1 - Started by running diff /var/lib/one/datastores/100/94/deployment.0 /var/lib/one/datastores/100/93/deployment.0
, and confirmed the only relevant differences were:
< <source file='/var/lib/one/datastores/100/94/disk.0'/>
---
> <source file='/var/lib/one/datastores/100/93/disk.0'/>
22c22
< <source file='/var/lib/one/datastores/100/94/disk.1'/>
---
> <source file='/var/lib/one/datastores/100/93/disk.1'/>
2 - As next step I looked at the full path from every disk.0
to the two actual qcow2 files. This is 94:
root@za:~# ls -lha /var/lib/one/datastores/100/94/
total 11K
drwxr-xr-x 3 oneadmin oneadmin 6 Mar 14 11:13 .

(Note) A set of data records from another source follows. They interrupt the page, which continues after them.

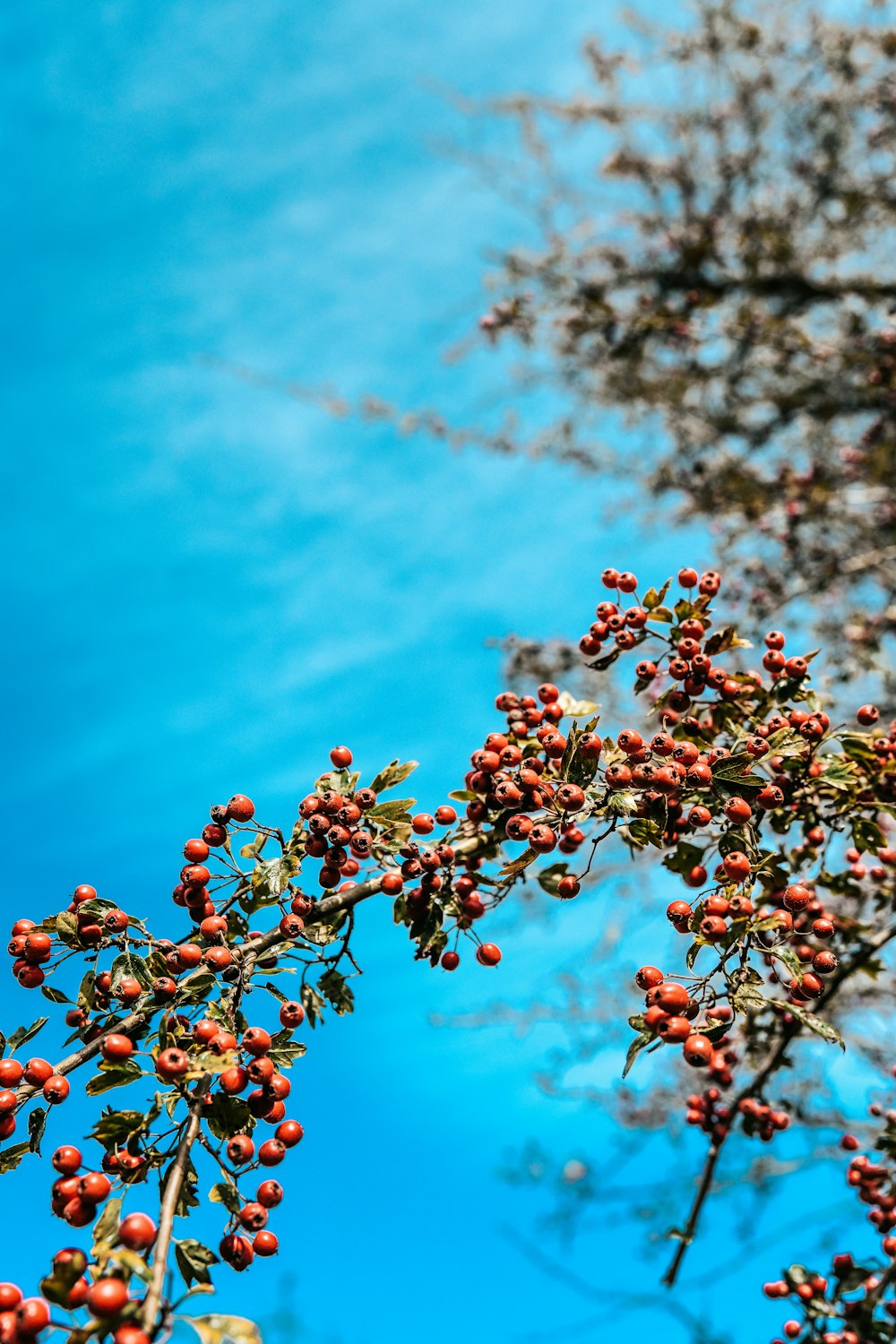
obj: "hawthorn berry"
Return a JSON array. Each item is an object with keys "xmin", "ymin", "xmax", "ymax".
[
  {"xmin": 118, "ymin": 1214, "xmax": 156, "ymax": 1252},
  {"xmin": 227, "ymin": 793, "xmax": 255, "ymax": 824}
]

drwxr-xr-x 12 oneadmin oneadmin 12 Mar 14 11:13 ..
-rw-r--r-- 1 oneadmin oneadmin 1.4K Mar 14 11:13 deployment.0
lrwxrwxrwx 1 oneadmin oneadmin 13 Mar 14 11:13 disk.0 -> disk.0.snap/0
drwxr-xr-x 2 oneadmin oneadmin 4 Mar 14 11:13 disk.0.snap
-rw-r--r-- 1 oneadmin oneadmin 364K Mar 14 11:13 disk.1
root@za:~# ls -lha /var/lib/one/datastores/100/94/disk.0.snap/
total 7.0K
drwxr-xr-x 2 oneadmin oneadmin 4 Mar 14 11:13 .
drwxr-xr-x 3 oneadmin oneadmin 6 Mar 14 11:13 ..

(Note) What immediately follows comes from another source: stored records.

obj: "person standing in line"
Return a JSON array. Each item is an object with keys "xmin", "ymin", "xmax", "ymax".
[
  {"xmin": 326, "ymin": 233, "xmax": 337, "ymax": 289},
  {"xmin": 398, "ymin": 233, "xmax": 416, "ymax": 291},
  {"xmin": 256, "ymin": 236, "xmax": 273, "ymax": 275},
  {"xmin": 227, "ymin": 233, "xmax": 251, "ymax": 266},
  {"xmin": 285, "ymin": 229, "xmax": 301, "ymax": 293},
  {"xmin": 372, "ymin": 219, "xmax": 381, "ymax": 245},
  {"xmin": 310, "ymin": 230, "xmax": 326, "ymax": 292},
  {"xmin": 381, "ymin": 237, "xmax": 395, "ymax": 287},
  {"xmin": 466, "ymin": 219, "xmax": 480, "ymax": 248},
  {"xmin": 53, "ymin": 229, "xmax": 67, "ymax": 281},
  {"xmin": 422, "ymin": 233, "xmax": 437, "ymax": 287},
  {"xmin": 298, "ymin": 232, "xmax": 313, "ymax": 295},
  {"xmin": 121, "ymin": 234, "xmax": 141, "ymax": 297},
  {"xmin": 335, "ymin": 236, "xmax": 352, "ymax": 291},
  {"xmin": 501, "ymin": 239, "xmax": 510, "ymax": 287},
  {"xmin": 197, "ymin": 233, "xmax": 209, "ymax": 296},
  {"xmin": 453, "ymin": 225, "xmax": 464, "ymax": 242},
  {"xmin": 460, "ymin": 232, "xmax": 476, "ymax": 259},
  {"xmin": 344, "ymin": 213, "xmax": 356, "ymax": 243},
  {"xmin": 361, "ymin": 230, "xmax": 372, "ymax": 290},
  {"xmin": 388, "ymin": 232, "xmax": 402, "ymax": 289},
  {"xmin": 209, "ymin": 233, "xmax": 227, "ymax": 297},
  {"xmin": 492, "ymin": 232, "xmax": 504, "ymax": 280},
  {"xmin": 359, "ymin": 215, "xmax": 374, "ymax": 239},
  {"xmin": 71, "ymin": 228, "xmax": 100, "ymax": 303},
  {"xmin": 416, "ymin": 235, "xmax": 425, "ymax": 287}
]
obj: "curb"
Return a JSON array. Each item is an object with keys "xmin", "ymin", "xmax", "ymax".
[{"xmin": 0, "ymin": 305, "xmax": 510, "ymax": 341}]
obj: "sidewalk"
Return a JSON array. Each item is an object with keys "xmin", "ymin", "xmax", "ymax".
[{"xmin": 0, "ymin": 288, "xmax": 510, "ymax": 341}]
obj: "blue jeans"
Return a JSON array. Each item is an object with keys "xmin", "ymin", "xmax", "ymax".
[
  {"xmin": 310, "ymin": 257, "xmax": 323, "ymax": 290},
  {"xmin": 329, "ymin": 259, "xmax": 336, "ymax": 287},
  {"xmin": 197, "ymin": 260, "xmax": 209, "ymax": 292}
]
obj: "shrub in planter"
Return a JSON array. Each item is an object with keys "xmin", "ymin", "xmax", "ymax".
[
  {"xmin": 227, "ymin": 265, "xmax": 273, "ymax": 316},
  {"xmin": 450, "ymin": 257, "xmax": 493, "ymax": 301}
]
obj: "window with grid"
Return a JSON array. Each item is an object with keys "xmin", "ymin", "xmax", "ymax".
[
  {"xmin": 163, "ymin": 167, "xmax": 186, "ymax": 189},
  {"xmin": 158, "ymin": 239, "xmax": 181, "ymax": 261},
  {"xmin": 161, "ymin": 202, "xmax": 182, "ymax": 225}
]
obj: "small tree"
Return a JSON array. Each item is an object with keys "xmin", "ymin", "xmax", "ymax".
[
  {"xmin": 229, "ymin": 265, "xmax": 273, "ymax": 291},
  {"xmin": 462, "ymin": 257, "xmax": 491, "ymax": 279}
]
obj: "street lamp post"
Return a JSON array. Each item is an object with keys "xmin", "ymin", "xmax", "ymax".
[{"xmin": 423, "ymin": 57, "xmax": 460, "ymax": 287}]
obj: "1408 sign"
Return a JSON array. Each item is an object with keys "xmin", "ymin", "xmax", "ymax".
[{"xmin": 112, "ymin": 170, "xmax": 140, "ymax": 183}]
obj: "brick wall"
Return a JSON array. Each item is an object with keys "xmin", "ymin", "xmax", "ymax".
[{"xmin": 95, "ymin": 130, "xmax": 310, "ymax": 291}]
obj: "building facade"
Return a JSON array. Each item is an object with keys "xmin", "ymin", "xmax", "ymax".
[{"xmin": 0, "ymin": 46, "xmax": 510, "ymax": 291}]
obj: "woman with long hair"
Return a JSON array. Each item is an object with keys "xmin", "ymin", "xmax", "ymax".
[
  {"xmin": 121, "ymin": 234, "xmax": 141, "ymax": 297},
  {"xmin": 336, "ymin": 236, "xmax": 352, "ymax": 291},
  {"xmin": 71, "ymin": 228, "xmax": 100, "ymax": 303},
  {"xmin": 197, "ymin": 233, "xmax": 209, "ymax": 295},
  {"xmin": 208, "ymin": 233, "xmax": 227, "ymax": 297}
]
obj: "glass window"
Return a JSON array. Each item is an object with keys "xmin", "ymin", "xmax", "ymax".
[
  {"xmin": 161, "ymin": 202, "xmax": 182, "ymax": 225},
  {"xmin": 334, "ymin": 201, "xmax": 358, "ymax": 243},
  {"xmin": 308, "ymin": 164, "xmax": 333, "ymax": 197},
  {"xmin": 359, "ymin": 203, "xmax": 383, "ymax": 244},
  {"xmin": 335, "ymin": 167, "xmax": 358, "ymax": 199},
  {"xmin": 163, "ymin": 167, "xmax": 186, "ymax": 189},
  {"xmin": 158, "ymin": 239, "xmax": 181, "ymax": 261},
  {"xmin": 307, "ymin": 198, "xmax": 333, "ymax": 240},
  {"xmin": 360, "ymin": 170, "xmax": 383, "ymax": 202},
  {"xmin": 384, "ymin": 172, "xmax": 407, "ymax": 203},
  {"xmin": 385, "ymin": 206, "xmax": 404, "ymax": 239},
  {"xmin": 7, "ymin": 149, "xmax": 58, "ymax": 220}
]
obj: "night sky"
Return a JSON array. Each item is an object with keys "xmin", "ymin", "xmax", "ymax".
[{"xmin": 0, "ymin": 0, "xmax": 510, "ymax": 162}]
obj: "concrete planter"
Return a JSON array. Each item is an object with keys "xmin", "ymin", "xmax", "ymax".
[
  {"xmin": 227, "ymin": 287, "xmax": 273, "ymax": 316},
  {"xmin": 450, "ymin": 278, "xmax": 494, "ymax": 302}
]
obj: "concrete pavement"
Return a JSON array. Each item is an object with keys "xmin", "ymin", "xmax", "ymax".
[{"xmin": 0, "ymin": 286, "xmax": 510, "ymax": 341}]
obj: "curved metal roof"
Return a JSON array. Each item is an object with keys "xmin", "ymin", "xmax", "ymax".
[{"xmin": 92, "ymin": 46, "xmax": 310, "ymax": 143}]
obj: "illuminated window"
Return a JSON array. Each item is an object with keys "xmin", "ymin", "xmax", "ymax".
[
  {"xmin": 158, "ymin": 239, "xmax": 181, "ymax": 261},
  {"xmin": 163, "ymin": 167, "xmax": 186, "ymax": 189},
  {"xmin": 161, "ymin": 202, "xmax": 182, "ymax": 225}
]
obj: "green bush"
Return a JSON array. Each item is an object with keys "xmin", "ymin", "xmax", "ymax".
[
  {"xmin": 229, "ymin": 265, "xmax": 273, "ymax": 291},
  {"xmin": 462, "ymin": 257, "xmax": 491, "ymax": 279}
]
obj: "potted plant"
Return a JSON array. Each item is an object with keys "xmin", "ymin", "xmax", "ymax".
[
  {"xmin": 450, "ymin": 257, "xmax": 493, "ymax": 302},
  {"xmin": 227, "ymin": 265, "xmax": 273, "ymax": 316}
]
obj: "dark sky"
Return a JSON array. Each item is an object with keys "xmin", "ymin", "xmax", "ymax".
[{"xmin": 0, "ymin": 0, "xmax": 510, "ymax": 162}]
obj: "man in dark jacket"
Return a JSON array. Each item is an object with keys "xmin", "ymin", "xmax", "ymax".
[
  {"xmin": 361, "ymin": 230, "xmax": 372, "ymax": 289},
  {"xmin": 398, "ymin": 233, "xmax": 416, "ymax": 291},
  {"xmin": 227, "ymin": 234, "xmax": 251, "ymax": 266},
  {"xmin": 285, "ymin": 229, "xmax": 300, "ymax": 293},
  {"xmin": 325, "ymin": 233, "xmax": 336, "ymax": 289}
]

-rw-r--r-- 1 oneadmin oneadmin 193K Mar 14 11:13 0
lrwxrwxrwx 1 oneadmin oneadmin 1 Mar 14 11:13 disk.0.snap -> .
And this is 93:
root@za:~# ls -lha /var/lib/one/datastores/100/93/
total 11K
drwxr-xr-x 2 oneadmin oneadmin 6 Mar 14 11:13 .
drwxr-xr-x 12 oneadmin oneadmin 12 Mar 14 11:13 ..

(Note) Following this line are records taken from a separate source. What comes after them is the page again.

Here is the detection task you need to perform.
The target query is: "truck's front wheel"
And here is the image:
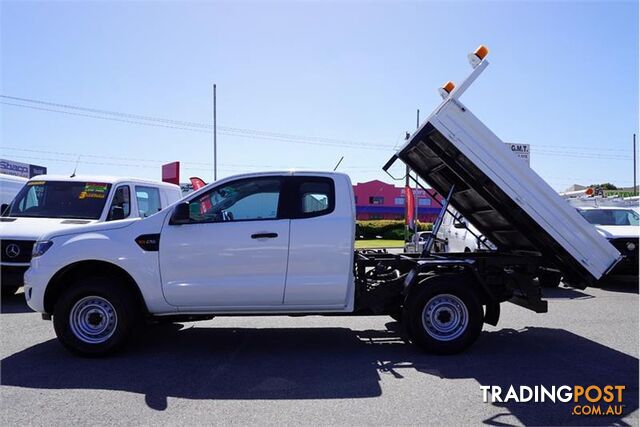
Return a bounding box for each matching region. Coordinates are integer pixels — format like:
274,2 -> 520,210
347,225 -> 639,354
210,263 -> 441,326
405,276 -> 483,354
53,277 -> 137,357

-rw-r--r-- 1 oneadmin oneadmin 1.4K Mar 14 11:13 deployment.0
lrwxrwxrwx 1 oneadmin oneadmin 67 Mar 14 11:13 disk.0 -> /var/lib/one/datastores/103/0bc61cd241e410f1adbad737d908f073.snap/0
lrwxrwxrwx 1 oneadmin oneadmin 65 Mar 14 11:13 disk.0.snap -> /var/lib/one/datastores/103/0bc61cd241e410f1adbad737d908f073.snap
-rw-r--r-- 1 oneadmin oneadmin 364K Mar 14 11:13 disk.1
root@za:~# ls -lha /var/lib/one/datastores/103/0bc61cd241e410f1adbad737d908f073.snap/0
lrwxrwxrwx 1 oneadmin oneadmin 60 Mar 14 11:13 /var/lib/one/datastores/103/0bc61cd241e410f1adbad737d908f073.snap/0 -> /var/lib/one/datastores/103/0bc61cd241e410f1adbad737d908f073
root@za:~# ls -lha /var/lib/one/datastores/103/0bc61cd241e410f1adbad737d908f073
-rw-r--r-- 1 oneadmin oneadmin 404M Mar 19 16:25 /var/lib/one/datastores/103/0bc61cd241e410f1adbad737d908f073
3 - Permissions seemed to be ok top to bottom, so I double checked the img status:
root@za:~# qemu-img info /var/lib/one/datastores/100/93/disk.0
image: /var/lib/one/datastores/100/93/disk.0
file format: qcow2
virtual size: 2.2G (2361393152 bytes)
disk size: 353M
cluster_size: 65536
Format specific information:
compat: 1.1
lazy refcounts: false
refcount bits: 16
corrupt: false
root@za:~# qemu-img info /var/lib/one/datastores/100/94/disk.0
image: /var/lib/one/datastores/100/94/disk.0
file format: qcow2
virtual size: 2.2G (2361393152 bytes)
disk size: 4.5K
cluster_size: 65536
backing file: /var/lib/one/datastores/103/2653eac24c15f35c043e7bcde31c7a51
backing file format: qcow2
Format specific information:
compat: 1.1
lazy refcounts: false
refcount bits: 16
corrupt: false
4 - At this point I spent hours fiddling with any kind of permission. Out of hope, I changed ownership for the entire chain of files to a temporary user, updated qemu.conf
and rebooted.
5 - Things were at this point way more broken than they used to be.
6 - Restored the original qemu.conf
(effectively fully rolling back the initial status of my machine), rebooted again.
Everything started working. I have no explanation whatsoever for this. I checked all the permissions from my terminal log, and I’ve restored them exactly as they were previously. The only .conf file I’ve touched has been restored from local backup, so it’s the same.
The only thing which happened is a reboot.
Well, I guess all is well what ends well. Thanks a lot for your support.